I was in a league once where I saw a fellow owner sit quietly in the corner as he watched a stream of players get auctioned away. He took a conservative approach and did not want to overspend early.
That was a good strategy on his part.
He was so quiet, I wasn’t sure he was even participating in the league. I don’t think he even threw out any bids on players.
That was a bad strategy on his part.
Because when a player he finally had interest in was up for bidding, he straightened up in his chair, spoke his bids with authority, didn’t waste any time in raising the bid and even increased his bid several dollars at a time.
It was obvious to every owner in the league who this guy really wanted. And needless to say, he didn’t get great bang for his buck because other owners intentionally prolonged the bidding process for him.
Body language, facial expressions, and tone of voice are so important in the bidding process. You don’t want owners to know which players you truly are interested in and which ones you’re just trying to get at good value.
I suggest you always look like you’re interested in every player nominated, and offer a bid on most players, even if you don’t think that bid is high enough to win the player.
Also, let’s say you’ve allocated $20 to a certain player and the bidding is currently at $10. Don’t raise it by $5. Use $1-increments.

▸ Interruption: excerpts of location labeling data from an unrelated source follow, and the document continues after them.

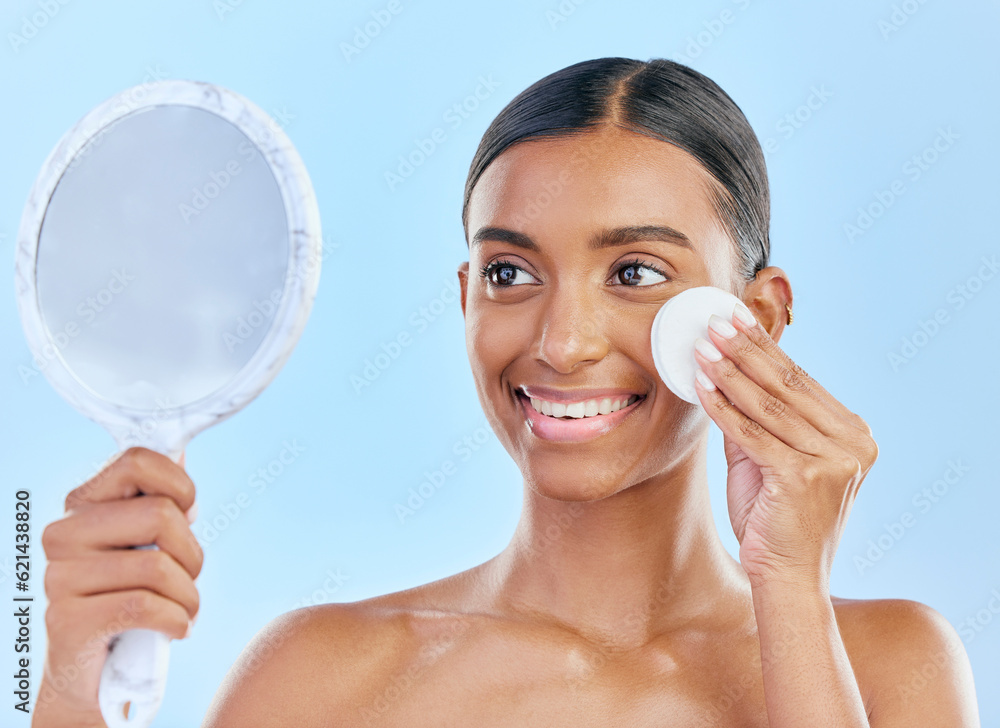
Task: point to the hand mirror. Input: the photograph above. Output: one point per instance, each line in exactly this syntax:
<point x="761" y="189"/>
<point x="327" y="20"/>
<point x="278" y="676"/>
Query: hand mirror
<point x="167" y="261"/>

And don’t raise the bid immediately, either. Let the auctioneer say: “Going once, going twice…” and then raise the bid at the last second.
And finally, practice the art of looking riddled with anxiety about how high the bidding is on a player that you want. Using the aforementioned example, you’ve told yourself that you’re willing to go as high as $20 on Player X, but it’s your job to make other owners think you’re having a really difficult time raising the bid from $10 to $11.
Sigh heavily, scratch your head, flip through your papers. It’s all an art form, and don’t let your body language betray you.